Street furniture and other amenities help create pedestrian-focused sidewalks and streetscapes that increase opportunities for regular physical activity, promote social interaction, and can support equity for vulnerable populations.
Key Terms
- Wayfinding is the process of orienting users to their location within a set environment. Wayfinding most often utilizes navigational signage or directional signage to cue users to their surroundings, providing distances, destinations, and other helpful information to help aid and ease traversing a site.
For full strategy and documentation requirements, please refer to the digital scorecard made available on the Fitwel Platform.
Strategy Insights
- Street furniture elements and/or amenities located within a public access plaza are acceptable provided that the plaza is open and accessible to the general public.
- Credit cannot be awarded for sidewalk amenities within a gated or locked community, as this does not meet the strategy intention to be accessible to the general public.

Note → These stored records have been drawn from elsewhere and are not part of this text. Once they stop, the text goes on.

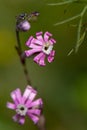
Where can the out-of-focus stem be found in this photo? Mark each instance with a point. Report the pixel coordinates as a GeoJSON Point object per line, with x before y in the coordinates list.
{"type": "Point", "coordinates": [22, 58]}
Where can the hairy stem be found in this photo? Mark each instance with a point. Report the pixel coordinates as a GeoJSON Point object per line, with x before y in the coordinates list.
{"type": "Point", "coordinates": [22, 58]}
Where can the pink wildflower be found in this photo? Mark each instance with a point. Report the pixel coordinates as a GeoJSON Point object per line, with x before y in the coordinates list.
{"type": "Point", "coordinates": [41, 45]}
{"type": "Point", "coordinates": [24, 105]}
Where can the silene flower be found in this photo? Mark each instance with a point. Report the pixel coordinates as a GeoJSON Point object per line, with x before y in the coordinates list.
{"type": "Point", "coordinates": [42, 46]}
{"type": "Point", "coordinates": [25, 105]}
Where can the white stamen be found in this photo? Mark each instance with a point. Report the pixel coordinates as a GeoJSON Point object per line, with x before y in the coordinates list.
{"type": "Point", "coordinates": [21, 110]}
{"type": "Point", "coordinates": [47, 49]}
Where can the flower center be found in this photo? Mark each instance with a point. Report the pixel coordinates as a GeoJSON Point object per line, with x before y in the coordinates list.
{"type": "Point", "coordinates": [47, 48]}
{"type": "Point", "coordinates": [21, 110]}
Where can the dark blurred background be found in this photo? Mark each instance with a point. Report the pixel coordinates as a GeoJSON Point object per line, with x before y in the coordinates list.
{"type": "Point", "coordinates": [63, 83]}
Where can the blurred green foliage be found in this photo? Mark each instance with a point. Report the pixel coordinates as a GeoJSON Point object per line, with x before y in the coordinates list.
{"type": "Point", "coordinates": [63, 83]}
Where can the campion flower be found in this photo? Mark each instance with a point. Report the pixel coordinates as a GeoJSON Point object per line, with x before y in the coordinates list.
{"type": "Point", "coordinates": [24, 105]}
{"type": "Point", "coordinates": [43, 45]}
{"type": "Point", "coordinates": [24, 26]}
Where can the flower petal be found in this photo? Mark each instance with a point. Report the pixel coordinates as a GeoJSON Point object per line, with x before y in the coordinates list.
{"type": "Point", "coordinates": [29, 94]}
{"type": "Point", "coordinates": [15, 117]}
{"type": "Point", "coordinates": [34, 112]}
{"type": "Point", "coordinates": [37, 58]}
{"type": "Point", "coordinates": [51, 56]}
{"type": "Point", "coordinates": [46, 36]}
{"type": "Point", "coordinates": [34, 118]}
{"type": "Point", "coordinates": [42, 60]}
{"type": "Point", "coordinates": [18, 94]}
{"type": "Point", "coordinates": [37, 103]}
{"type": "Point", "coordinates": [31, 52]}
{"type": "Point", "coordinates": [14, 97]}
{"type": "Point", "coordinates": [21, 120]}
{"type": "Point", "coordinates": [29, 41]}
{"type": "Point", "coordinates": [52, 41]}
{"type": "Point", "coordinates": [39, 37]}
{"type": "Point", "coordinates": [11, 105]}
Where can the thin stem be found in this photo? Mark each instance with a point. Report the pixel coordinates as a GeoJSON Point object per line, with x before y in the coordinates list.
{"type": "Point", "coordinates": [66, 2]}
{"type": "Point", "coordinates": [22, 58]}
{"type": "Point", "coordinates": [62, 3]}
{"type": "Point", "coordinates": [67, 20]}
{"type": "Point", "coordinates": [79, 29]}
{"type": "Point", "coordinates": [41, 123]}
{"type": "Point", "coordinates": [18, 40]}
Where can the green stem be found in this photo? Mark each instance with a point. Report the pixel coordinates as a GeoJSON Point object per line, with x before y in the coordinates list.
{"type": "Point", "coordinates": [62, 3]}
{"type": "Point", "coordinates": [79, 29]}
{"type": "Point", "coordinates": [22, 58]}
{"type": "Point", "coordinates": [67, 20]}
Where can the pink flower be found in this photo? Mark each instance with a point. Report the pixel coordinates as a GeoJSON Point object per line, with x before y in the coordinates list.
{"type": "Point", "coordinates": [41, 45]}
{"type": "Point", "coordinates": [24, 105]}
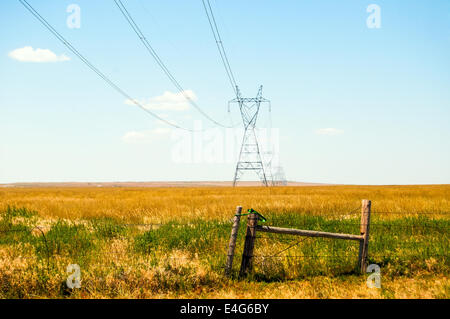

- Similarly, credit cannot be awarded for any indoor amenities such as water fountains, bathrooms, or WiFi or charging stations that are inside a lobby. Amenities must be outdoors on sidewalks.
- “Parklets” are converted parking spaces that are reallocated for pedestrian and public use and include furnishings such as seating, benches, tables, planters, etc.
- Basic street signage cannot qualify as wayfinding.
Documentation Guidance
- When showing an amenity that is designed to double as seating (e.g. a seating feature attached to a planter), include plentiful annotated photographs to confirm that the amenity is intended to be used for seating.
- When showing public art that is not located directly on the sidewalk, include plentiful annotated photographs to confirm that the public art is visible from and intended to be seen from the public sidewalk.